Geographic scale is another important factor in determining the structure of DNA barcode datasets; Bergsten et al.40 demonstrated the substantial increase in intraspecific diversity and the decrease in interspecific divergence over increasing geographical distances. Fortunately, GMYC methods have been shown to be robust to the presence of singletons and absences of intermediate haplotypes65,89, but where we report putatively new lineages based on low numbers of individuals, effort still needs to be made to source more specimens before more conclusive statements can be made about the distinctiveness of those taxa95. Overall our sampling generated a geographically broad dataset with three quarters of the species having been collected from more than one locality, and over half being collected from more than one major drainage. Despite the positive bias for samples from the eastern and central Brazilian Amazon, and the paucity of samples from the western Amazon, we are confident in having captured a significant proportion of serrasalmid diversity. Inventories from Peru, Colombia and Ecuador would be extremely valuable additions, however.

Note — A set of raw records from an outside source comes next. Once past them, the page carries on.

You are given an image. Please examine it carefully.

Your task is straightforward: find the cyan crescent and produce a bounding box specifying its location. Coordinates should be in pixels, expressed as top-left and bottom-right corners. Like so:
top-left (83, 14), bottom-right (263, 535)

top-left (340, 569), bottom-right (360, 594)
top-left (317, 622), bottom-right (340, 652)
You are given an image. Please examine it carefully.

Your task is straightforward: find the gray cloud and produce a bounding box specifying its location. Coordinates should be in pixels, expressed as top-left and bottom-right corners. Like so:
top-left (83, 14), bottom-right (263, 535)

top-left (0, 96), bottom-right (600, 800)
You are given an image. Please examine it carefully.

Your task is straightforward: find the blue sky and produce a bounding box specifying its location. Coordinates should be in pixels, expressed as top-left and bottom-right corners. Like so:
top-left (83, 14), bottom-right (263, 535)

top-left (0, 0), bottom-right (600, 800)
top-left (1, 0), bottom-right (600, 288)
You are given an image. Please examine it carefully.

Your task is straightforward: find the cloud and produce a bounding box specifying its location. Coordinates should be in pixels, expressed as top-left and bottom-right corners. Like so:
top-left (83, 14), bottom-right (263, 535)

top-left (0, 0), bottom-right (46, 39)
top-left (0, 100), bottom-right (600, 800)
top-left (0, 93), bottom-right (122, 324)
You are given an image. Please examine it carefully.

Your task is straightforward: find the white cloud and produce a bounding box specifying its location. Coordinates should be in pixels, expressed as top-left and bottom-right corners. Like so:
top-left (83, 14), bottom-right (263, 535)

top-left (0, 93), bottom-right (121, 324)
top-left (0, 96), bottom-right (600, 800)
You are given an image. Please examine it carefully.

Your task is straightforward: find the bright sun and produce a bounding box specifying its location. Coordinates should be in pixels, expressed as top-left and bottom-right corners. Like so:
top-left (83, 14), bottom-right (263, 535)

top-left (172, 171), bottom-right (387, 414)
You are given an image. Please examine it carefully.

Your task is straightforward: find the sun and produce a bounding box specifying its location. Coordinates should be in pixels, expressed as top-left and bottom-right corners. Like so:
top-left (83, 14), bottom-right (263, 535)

Our single locus species delimitation results support a notion that piranha and pacu taxonomic diversity is currently underestimated in the Brazilian Amazon. The four methods achieved a high level of congruence (60% of the lineages were supported by three or more methods), indicating they were recognising a common signal of diversification, with great majority of these lineages also supported as allopatric and biogeographically distinct populations. The results particularly highlight: (1) the Guiana and Brazilian Shields as regions of underestimated but high ichthyofaunal endemism and diversity; (2) the existence of both between-shield (e.g. Myloplus schomburgkii, M. arnoldi), and within-shield (Myleus setiger, Mylesinus paraschomburgkii, Myloplus rubripinnis/asterias) diversification patterns in pacus; (3) very recent biogeographic connection between the the Aripuanã (Brazilian Shield) and Guiana Shield rivers; (4) distinct lineages of species shared between the Amazon and Orinoco basins (Mylossoma aureum, M. duriventre, Piaractus brachypomus); (5) the evolutionary uniqueness, distinctness, and apparent independent evolution of rheophilic lineages; and (6) the taxonomic difficulties associated with piranhas. Thus, characterisation of these faunas by traditional taxonomic methods combined with further effort in sequencing more loci is needed to better understand the implications of these results in an explicit and testable biogeographic framework of Neotropical diversification and community assemblage.